The human smile may reveal more about a person than initially meets the eye, psychology professor Marianne LaFrance claims.
Her new book, “Lip Service: Smiles in Life, Death, Trust, Lies, Work, Memory, Sex and Politics,” published August 8, explores the place of smiling in social interactions. LaFrance, who has co-authored two previous books, is a social psychologist whose research focuses on non-verbal communication, particularly facial expressions, and their relation to gender. The News sat down to talk with her Tuesday about her work on smiles.
Q Why study smiles?
A Smiling seems on the surface to be so straightforward, so uncomplicated, that most people tend to underestimate it in terms of its impact and the role it plays. If you show people a picture or a short video of someone smiling, the usual response is, “So…? The person is smiling, they’re probably happy, end of story.” But in fact that’s just the beginning of the story.
The smile may be the most underestimated social expression that we as humans have. It is used in many social situations, it serves many social functions, and it often has little to do with what might be considered positive, happy, amused, contented feelings, and has a lot more to do with keeping the social machine operating relatively smoothly.
Q You’ve studied the relationship between gender and facial expression. What are the differences between men and women when it comes to smiles?
A The general finding is that girls and women tend to smile more frequently than boys and men. What turns out to be more complicated is the question of why that is the case. There is some indication that females are more socially attuned and responsive than males, and part of being responsive is smiling. Another reason has to do with expectations for femininity. Females are supposed to smile more than men — it’s not just that they do, but there is a prescriptive stereotype that they should.
Another big reason is that many of the social roles and occupations that women have are service occupations and roles. Women are often in those jobs in which part of the service is to smile. Another explanation is that it may have something to do with being, more often than not, in a position with low power. The theory here is that smiling often connotes a submissive or deferential position. Though there have been changes, it is still the case that women in general have less power than men.
Q How good are people at telling the difference between a real and a “fake” smile?
A Even little kids are relatively good at it if you ask them to take a look at a photograph and go with their hunch. But in most social situations we’re not paying close attention. If we were paying attention we might be able to detect a “fake” smile or a deliberate smile, as we prefer to call it, but most social relationships depend on treading lightly. Everybody agrees to let things go.
A second aspect to “faking” is that deliberate smiles are as natural as spontaneous smiles. That is, we are socialized how to smile — to get us through tough situations, to convey a greeting, to reduce conflict when the tension is high. Though some smiles could be considered fake in that they are deliberately adopted, they are socially genuine, because they’re there to smooth relationships.
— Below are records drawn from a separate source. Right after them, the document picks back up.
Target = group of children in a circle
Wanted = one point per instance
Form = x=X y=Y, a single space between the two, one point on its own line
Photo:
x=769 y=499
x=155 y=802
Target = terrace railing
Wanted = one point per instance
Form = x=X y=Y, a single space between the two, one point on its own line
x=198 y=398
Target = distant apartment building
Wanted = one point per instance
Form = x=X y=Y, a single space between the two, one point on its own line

Q In your book you argue that smiling isn’t just helpful to smooth over social interactions; it’s actually crucial for babies to survive and develop social skills. Can you talk about why?
A Well, the first social smiles that babies show have nothing to do with positive feelings. They have to do with an evolutionarily designed mechanism to secure attachment from unsuspecting adults, who get taken in and fall in love with the baby and vow eternal commitment to the baby. Babies are born ready to smile, and the smile then gets molded and transformed over the first few months and years into something that is culturally and socially recognizable and appropriate. And kids who don’t develop that often tend to be kids who have problematic social relationships. Smiling clearly plays a part in communicating that one is a normal, decent human being who can be trusted.